Here are the choice bits:

"It's like when the hijackers took over those four planes on Sept. 11 and took people to a place where they didn't want to go," she added. "I think a lot of people feel that liberals have taken our country somewhere we don't want to go. I think a lot more people realize this is our country and we're going to take it back."

So, half the people in the country are just like the 9/11 terrorists?

In 1999, the Kansas board voted to erase any mention of evolution from the state science curriculum, opening the door for the teaching of creationism. That was reversed in 2001, after three board members who supported the move were defeated in a Republican primary. Kathy Martin, a newly elected member of the board who favors teaching alternatives to evolution, said the board would probably take a different route this time, like introducing the teaching of "intelligent design," a theory that holds that the development of the universe and earth was guided at each step by an "intelligent agent."

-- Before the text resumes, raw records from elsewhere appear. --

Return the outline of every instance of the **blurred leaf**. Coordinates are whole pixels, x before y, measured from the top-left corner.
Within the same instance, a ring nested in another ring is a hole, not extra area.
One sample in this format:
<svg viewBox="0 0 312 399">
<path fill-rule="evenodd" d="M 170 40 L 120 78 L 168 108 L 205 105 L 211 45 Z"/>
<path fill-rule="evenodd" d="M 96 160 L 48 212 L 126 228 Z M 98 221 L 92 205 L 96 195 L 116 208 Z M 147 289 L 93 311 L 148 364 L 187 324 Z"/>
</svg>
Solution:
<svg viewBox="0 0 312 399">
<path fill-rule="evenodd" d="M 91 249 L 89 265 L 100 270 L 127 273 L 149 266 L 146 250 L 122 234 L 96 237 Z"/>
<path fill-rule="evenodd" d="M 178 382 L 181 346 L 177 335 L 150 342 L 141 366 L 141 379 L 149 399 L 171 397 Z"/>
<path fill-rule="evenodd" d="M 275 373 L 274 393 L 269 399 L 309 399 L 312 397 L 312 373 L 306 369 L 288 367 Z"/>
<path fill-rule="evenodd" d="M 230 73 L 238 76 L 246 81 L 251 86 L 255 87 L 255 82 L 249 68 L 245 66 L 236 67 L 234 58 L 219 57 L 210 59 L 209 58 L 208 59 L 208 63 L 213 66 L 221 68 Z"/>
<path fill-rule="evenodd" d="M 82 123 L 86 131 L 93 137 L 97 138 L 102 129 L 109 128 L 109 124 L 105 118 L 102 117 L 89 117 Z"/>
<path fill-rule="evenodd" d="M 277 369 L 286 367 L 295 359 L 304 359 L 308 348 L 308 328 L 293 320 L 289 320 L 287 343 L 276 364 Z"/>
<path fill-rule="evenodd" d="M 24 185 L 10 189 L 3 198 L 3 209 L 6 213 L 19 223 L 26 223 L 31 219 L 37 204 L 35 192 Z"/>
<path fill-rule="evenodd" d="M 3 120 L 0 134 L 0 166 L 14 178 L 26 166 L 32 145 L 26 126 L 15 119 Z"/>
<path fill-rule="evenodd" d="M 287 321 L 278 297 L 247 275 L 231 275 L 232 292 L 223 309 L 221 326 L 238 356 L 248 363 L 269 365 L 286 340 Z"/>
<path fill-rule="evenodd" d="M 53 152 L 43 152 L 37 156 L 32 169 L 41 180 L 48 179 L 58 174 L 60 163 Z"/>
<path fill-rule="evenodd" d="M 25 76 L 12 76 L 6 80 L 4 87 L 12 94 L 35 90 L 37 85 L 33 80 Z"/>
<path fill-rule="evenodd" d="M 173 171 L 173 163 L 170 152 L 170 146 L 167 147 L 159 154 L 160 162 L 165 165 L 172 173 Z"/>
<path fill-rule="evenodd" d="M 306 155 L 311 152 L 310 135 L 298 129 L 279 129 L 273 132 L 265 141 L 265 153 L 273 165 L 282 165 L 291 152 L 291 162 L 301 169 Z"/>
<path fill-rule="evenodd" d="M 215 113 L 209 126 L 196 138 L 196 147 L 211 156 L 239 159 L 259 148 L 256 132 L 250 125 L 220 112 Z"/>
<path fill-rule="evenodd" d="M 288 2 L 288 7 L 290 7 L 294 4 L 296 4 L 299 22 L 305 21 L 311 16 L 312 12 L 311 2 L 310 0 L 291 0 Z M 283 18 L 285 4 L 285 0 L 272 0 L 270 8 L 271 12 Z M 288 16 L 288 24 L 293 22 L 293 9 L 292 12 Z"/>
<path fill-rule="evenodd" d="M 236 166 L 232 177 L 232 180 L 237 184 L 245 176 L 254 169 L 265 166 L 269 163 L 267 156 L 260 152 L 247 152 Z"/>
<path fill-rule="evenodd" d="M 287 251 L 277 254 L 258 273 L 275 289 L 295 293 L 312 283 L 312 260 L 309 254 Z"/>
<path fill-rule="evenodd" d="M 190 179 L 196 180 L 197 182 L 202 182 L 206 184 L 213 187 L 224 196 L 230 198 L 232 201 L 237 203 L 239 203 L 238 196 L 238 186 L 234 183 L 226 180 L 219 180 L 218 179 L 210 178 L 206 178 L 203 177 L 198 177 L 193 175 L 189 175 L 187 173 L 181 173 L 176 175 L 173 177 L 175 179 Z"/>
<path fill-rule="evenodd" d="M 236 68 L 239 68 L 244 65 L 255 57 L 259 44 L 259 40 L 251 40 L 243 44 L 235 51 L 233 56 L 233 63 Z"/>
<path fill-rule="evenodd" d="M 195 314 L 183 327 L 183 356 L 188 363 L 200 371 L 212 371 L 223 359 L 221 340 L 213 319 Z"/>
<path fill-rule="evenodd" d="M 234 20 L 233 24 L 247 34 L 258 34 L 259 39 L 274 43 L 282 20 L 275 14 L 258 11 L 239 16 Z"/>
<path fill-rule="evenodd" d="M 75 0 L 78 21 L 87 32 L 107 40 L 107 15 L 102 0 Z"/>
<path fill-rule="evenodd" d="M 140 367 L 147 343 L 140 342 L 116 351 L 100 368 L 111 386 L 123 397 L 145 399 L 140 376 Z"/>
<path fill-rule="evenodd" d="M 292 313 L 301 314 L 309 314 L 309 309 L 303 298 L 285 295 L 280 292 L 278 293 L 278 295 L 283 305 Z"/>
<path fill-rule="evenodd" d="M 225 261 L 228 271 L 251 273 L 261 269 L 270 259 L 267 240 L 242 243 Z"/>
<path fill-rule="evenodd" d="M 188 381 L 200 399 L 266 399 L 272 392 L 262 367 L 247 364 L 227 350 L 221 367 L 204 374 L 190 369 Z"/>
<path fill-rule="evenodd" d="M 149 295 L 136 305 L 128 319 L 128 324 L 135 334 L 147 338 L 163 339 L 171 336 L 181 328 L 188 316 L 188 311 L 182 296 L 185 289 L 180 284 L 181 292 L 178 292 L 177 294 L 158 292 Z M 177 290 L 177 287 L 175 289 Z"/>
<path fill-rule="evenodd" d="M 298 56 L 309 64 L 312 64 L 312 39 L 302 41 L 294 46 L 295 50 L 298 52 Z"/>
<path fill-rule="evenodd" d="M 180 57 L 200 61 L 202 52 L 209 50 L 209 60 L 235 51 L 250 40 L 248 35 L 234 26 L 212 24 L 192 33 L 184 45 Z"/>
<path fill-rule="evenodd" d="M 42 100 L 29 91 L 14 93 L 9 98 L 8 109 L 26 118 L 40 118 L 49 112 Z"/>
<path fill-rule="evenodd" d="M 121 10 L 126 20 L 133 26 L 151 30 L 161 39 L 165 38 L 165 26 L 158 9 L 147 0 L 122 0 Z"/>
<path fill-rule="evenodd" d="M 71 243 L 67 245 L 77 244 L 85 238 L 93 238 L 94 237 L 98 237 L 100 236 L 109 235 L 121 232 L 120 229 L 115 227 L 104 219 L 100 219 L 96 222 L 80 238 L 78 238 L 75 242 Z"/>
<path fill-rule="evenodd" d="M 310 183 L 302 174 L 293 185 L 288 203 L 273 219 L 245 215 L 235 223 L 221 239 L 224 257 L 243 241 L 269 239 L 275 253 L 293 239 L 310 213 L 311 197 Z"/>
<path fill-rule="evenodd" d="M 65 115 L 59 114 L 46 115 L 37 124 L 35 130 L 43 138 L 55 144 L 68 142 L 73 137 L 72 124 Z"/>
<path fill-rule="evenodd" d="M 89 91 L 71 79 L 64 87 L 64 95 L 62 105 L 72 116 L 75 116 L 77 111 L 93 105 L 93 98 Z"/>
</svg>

From what I've read, teaching "intelligent design" does not violate the prohibition of promoting religion in the classroom, apparently because it is just generic enough. The agenda is plenty clear, though.

The Christian right, of course, believes it has a monopoly on morality, but...

But Mr. Romero of the A.C.L.U. said that beyond filing legal challenges, liberals needed to appropriate the language of morality from Christian conservatives to capture the popular imagination.

"Lawsuits are about telling stories, and we need to talk about why we picked this case and why it's important," he said. "For instance, we need to ask, where is the morality when a partner of 20 years is denied hospital access because a state doesn't believe in gay marriage? Where is the morality in forcing a teenage girl into a back-alley abortion?"


What's impressive about the politically-active Christian right is how they so successfully portray themselves as being under attack, from gays, from feminists, from the media, from Hollywood, from the ACLU, you name it, when they are so clearly in the driver's seat in this country.